Advanced deployments#
To understand how Mofka works, we should understand its architecture, shown in the figure bellow, which represents the software stack in one server process.
Mofka’s architecture.#
Mofka is built using the Mochi collection of components, in particular Argobots, Mercury, Margo, Thallium, Yokan, Flock, ABT-IO, plus custom components (partition managers) that Mofka defines.
We have seen in the previous section that, to deploy a Mofka server, we need to call
bedrock. Bedrock is our bootstrapping component. It takes a JSON configuration file
and instanciates the rest of the components according to this configuration file.
Each part of this stack can be configured and finely tuned. This section will explain how,
and along the way we will make our deployment fully distributed and persistent.
The final, more complete configuration file will be shown at the end.

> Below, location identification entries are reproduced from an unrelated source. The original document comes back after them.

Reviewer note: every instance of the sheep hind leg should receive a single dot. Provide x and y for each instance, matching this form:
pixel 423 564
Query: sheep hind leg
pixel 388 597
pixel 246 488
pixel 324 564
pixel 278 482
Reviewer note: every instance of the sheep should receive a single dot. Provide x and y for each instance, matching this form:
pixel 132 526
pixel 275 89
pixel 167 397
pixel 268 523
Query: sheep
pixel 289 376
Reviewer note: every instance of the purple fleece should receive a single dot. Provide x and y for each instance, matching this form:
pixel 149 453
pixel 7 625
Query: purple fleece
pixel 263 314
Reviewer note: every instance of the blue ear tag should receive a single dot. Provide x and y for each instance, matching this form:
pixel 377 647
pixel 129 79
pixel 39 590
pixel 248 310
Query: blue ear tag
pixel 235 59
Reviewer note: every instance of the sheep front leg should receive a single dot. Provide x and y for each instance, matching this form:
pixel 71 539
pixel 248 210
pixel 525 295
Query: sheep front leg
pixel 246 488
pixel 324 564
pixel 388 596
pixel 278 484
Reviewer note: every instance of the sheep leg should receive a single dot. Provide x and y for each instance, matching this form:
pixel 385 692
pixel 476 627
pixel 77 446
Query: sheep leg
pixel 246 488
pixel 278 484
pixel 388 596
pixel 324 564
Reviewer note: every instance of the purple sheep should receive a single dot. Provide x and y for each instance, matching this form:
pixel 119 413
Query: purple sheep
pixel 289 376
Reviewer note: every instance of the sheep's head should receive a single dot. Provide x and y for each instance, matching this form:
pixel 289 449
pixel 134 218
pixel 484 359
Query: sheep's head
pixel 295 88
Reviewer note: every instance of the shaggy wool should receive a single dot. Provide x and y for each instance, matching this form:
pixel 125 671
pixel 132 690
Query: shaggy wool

Let’s start with the configuration from the previous section.
{
"libraries": [
"libflock-bedrock-module.so",
"libyokan-bedrock-module.so",
"libwarabi-bedrock-module.so",
"libabt-io-bedrock-module.so",
"libmofka-bedrock-module.so"
],
"providers": [
{
"name" : "group_manager",
"type" : "flock",
"provider_id" : 1,
"config": {
"bootstrap": "self",
"file": "mofka.json",
"group": {
"type": "static"
}
}
},
{
"name": "master_database",
"provider_id": 2,
"type": "yokan",
"tags" : [ "mofka:master" ],
"config" : {
"database" : {
"type": "map"
}
}
},
{
"name" : "io_controller",
"type" : "abt_io",
"provider_id" : 3,
"config" : {},
"dependencies": {
"pool": "__primary__"
}
}
]
}
This configuration first lists the libraries (lib*-bedrock-module.so) that bedrock
needs to load in order to instanciate the required components. It then defines three
providers.
The “group_manager” is a component that handles group membership. It uses the Flock Mochi library and currently uses the “self” bootstrap method. This method is appropriate for a single-process service.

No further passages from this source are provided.